[Hpn] Report Presses for Adjusted Census Data

coh coh@sfo.com
Tue, 03 Jul 2001 14:10:30 -0700


http://dailynews.yahoo.com/h/ap/20010702/us/census_sampling_2.html

Monday July 2 7:15 PM ET

Report Presses for Adjusted Data

By GENARO C. ARMAS, Associated Press Writer

WASHINGTON (AP) - The 2000 head count missed more people in counties with
larger minority populations, said a Democratic-backed report released Monday
that pressed for the release of adjusted census data.

Bronx County in New York topped the list with 2.7 percent of the county's
population missed, according to estimates from members appointed by former
President Clinton (news - web sites) to the U.S. Census Monitoring Board, an
oversight panel.

Hidalgo County, Texas, located on the U.S-Mexico border, had the second
highest undercount rate at an estimated 2.4 percent.

Associate Census Bureau (news - web sites) director John Thompson
immediately questioned the accuracy of the report, which was based on 2000
census figures but not backed by the bureau or members appointed by
congressional Republicans.

The report said the census raw count missed 6.4 million people, primarily
minorities, the poor and children.

Thompson countered that an adjustment of census data using statistical
sampling could have made up for an estimated undercount of 4.3 million
people, but about half of those missed would have been non-Hispanic white.

It was the latest move by Democrats demanding that the Bush administration
release adjusted data.

``Taxpayers paid more than $6.5 billion for the census and they deserve to
see all the census results,'' said Gilbert Casellas, co-chair for the
Democratic board members.

In March, Commerce Secretary Don Evans agreed with a bureau recommendation
against an adjustment of census figures for purposes of redrawing
congressional, state and local legislative districts.

There were too many discrepancies - between adjusted data, the actual 2000
head count and a third survey used to measure accuracy - to allow the
release of sampled numbers, the bureau said.

Left undecided is whether adjusted data can be used for purposes other than
redistricting, including the distribution of more than $185 billion in
federal dollars to states and localities. The bureau said it would decide by
autumn.

``Why they risk confusing the public with population guesses that obscure
the real Census is a mystery best explained by politics, not science,'' said
David Murray, a GOP board member.

The report estimated undercounts for counties with over 500,000 people.
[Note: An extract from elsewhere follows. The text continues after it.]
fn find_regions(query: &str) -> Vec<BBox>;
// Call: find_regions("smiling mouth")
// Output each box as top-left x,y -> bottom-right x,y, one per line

The
county with the largest estimated numerical undercount was Los Angeles
County, Calif., with 176,047 people missed.

After the report's release, Casellas sent a letter to Senate Democrats
renewing complaints that the board's final report to Congress this fall
could be based on incomplete figures because of bureau proposals that would
restrict oversight.

The board is scheduled to disband in September.

Thompson also said Monday that the bureau report on homeless shelters to be
released this fall would include figures down to the ``census tract,'' one
of the smallest levels of census geography.

But it will not include data on people counted in soup kitchens or those
sleeping on the streets. Several Democrats and local city officials have
said they thought those figures would also be released.

The bureau would consider making the additional data public ``if there was
some kind of need or necessity for it, but right now it's not in the
plans,'' Thompson said.

The agency's plans for releasing homeless data were backed by the National
Coalition for the Homeless and other advocacy groups, he said.